Interpretive Summary: Legumes like alfalfa living in symbiosis with the soil bacterium Rhizobium can make their nitrogen (N) fertilizer through a process called symbiotic N2 fixation. This process occurs on roots in wart like structures called nodules. The plant gives the bacterium large amounts of carbon for growth and N2 fixation, while the bacterium gives the plant nitrogen fertilizer. The type of carbon which the plant gives to the Rhizobium bacteria is called malate. Plant synthesis of malate is controlled by the enzyme (protein catalyst) malate dehydrogenase (MDH). The number and type of MDHs that occur in N2 fixing root nodules are unknown. Efforts to improve N2 fixation and N use require that we know how malate is controlled and which MDH is important in nodules. In this report we document the discovery of five different MDH enzymes in alfalfa and the genes which control them. One of the five MDHs is highly enhanced in N2 fixing root nodules. This enzyme and the gene which makes it have not been previously found in any organism. The nodule enhanced MDH has an extraordinary capacity to produce malates, much higher than any other MDH enzyme. The discovery of nodule enhanced MDH is important because it explains how such large quantities of malate are produced to provide carbon for N2 fixation. Moreover, the discovery of this MDH gene provides a unique tool to use with biotechnological approaches to improve carbon metabolism and N2 fixation in legumes.

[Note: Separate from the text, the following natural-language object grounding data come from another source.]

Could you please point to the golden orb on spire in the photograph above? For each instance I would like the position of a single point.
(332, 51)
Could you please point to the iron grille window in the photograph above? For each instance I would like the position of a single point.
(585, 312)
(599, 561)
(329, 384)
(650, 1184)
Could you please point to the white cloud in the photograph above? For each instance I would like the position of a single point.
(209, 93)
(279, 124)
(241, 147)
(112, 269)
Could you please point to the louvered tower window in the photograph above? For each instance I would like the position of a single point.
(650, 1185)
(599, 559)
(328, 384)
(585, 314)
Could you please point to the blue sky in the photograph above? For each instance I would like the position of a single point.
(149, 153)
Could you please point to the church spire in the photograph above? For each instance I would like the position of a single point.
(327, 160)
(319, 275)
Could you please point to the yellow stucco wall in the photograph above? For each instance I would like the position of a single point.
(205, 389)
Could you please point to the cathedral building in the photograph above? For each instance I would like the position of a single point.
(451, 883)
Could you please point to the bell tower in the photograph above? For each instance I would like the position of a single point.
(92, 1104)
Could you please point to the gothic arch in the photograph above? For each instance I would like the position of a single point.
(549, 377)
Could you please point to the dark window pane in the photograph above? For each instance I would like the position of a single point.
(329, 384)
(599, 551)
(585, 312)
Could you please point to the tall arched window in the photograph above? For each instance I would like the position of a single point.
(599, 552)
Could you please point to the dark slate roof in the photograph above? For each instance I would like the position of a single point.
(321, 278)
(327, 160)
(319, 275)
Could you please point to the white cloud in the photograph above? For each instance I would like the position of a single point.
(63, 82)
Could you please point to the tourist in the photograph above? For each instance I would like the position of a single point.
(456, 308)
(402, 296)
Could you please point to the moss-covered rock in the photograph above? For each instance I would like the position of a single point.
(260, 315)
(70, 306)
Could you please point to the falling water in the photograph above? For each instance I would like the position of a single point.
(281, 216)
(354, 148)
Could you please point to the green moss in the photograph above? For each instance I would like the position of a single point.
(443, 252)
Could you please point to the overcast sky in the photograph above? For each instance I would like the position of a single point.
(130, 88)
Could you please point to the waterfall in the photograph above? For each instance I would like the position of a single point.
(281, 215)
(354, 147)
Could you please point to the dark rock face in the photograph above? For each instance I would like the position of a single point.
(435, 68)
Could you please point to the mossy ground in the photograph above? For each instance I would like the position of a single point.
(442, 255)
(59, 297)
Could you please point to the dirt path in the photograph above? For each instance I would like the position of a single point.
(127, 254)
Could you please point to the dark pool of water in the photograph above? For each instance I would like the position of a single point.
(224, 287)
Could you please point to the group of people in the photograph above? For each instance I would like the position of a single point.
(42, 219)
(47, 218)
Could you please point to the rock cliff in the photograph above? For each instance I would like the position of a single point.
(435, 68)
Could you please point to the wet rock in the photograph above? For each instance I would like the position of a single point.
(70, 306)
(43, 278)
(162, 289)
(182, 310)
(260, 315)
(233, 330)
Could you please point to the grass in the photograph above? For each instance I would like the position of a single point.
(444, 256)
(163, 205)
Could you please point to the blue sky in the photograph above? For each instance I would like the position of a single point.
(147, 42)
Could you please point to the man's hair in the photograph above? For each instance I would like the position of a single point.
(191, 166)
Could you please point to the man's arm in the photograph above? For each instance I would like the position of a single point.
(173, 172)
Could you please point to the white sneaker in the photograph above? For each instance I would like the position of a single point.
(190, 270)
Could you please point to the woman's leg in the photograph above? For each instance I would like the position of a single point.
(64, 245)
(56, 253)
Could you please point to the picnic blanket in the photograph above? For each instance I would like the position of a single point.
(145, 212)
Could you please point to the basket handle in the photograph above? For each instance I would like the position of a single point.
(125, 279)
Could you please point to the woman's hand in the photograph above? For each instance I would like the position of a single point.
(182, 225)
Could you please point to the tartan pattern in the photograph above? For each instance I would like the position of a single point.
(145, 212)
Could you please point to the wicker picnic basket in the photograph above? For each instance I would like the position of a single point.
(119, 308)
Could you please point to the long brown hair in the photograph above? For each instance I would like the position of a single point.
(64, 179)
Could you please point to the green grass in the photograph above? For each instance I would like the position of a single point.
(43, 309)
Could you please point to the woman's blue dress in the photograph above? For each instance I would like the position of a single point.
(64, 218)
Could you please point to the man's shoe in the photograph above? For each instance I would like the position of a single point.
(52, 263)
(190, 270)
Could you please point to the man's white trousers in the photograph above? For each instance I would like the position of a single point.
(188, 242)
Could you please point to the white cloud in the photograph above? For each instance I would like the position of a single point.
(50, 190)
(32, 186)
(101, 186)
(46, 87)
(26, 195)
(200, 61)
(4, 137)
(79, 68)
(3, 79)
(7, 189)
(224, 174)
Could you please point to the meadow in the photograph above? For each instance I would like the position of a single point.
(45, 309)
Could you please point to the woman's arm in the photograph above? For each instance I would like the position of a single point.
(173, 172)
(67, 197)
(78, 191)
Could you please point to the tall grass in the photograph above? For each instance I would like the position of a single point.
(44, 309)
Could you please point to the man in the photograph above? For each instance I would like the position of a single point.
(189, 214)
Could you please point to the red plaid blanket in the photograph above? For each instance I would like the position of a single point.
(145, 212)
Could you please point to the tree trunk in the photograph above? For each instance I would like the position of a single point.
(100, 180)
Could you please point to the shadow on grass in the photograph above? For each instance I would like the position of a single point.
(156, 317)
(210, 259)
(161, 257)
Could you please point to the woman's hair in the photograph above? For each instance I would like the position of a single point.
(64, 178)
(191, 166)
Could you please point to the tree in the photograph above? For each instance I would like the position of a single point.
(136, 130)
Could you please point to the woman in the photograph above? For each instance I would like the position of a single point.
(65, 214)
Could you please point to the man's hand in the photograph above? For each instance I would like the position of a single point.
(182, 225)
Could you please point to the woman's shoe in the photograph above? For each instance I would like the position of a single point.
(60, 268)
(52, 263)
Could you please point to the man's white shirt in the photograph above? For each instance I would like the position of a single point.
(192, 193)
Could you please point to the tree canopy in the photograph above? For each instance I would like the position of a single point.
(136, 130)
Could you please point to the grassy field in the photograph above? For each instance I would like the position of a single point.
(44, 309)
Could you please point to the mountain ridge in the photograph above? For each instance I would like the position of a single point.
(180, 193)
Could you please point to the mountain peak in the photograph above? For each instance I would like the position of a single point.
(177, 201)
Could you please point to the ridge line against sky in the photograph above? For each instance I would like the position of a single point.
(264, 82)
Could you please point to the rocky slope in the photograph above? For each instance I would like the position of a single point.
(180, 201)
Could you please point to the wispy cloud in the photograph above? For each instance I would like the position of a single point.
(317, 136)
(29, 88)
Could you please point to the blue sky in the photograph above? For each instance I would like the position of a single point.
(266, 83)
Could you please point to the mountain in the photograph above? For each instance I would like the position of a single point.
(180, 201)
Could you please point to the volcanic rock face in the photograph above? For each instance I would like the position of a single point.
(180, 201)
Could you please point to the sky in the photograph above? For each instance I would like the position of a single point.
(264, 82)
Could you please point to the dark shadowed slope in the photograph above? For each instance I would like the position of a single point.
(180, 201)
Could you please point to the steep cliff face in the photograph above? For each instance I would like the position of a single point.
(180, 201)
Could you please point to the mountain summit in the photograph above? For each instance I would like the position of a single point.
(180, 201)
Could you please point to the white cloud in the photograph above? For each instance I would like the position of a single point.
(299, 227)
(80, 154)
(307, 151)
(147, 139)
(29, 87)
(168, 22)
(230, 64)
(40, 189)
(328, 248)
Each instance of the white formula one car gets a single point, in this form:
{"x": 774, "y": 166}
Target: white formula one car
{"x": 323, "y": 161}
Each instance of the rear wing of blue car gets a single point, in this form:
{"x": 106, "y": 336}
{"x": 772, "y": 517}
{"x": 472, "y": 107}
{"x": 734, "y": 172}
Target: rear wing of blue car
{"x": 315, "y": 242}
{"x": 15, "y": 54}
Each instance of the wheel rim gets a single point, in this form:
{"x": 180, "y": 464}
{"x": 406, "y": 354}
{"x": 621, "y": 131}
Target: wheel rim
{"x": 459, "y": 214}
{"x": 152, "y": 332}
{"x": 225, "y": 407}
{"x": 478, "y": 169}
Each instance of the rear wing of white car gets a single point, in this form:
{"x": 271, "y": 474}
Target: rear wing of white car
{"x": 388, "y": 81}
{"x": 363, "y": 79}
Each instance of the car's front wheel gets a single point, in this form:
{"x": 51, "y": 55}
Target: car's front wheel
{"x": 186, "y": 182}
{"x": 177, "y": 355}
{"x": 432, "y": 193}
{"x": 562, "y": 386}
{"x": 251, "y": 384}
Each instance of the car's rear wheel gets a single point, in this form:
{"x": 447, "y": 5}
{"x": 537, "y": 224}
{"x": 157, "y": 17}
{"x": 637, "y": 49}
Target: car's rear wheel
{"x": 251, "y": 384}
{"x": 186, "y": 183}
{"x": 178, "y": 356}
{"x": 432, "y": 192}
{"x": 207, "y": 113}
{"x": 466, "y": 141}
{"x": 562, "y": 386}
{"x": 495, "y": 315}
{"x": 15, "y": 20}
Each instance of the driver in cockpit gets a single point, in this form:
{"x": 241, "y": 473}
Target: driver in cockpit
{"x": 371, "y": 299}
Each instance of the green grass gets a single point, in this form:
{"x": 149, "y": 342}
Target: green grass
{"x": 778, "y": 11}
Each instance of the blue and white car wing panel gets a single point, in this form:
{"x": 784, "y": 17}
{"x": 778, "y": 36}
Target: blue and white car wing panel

Technical Abstract: Malate dehydrogenase (MDH) catalyzes the readily reversible reaction converting oxaloacetate to malate using either NADH or NADPH as a reductant. In plants, the enzyme is important in providing malate for C4 metabolism, pH balance, stomatal and pulvinal movement, respiration, B-oxidation of fatty acids, and legume root nodule functioning. Due to its sdiverse roles, the enzyme occurs as numerous isozymes in various organelles. Although antibodies have been produced and cDNAs characterized for plant mitochondrial, glyoxysomal, and chloroplast forms of MDH, little is known of other forms. Here we report the cloning and characterization of cDNAs encoding five different forms of alfalfa MDH, including a plant cytosolic MDH (cMDH) and a unique novel nodule-enhanced MDH (neMDH). Phylogenetic analyses show that neMDH is related to mitochondrial and glyoxysomal MDHs, but diverge from these forms early in land plant evolution. Consistent with this finding, polypeptides corresponding to neMDH occur in both ureide- and amide-transporting legume species. Four of the five forms could effectively complement an E. coli Mdh mutant. RNA and protein blots show that neMDH is most highly expressed in effective root nodules. Immunoprecipitation experiments show that antibodies produced to cMDH and neMDH are immunologically distinct and that the neMDH form comprises the major form of total MDH activity and protein in root nodules. Kinetic analysis showed that neMDH has a turnover rate and specificity constant that can account for the extraordinarily high synthesis of malate in nodules.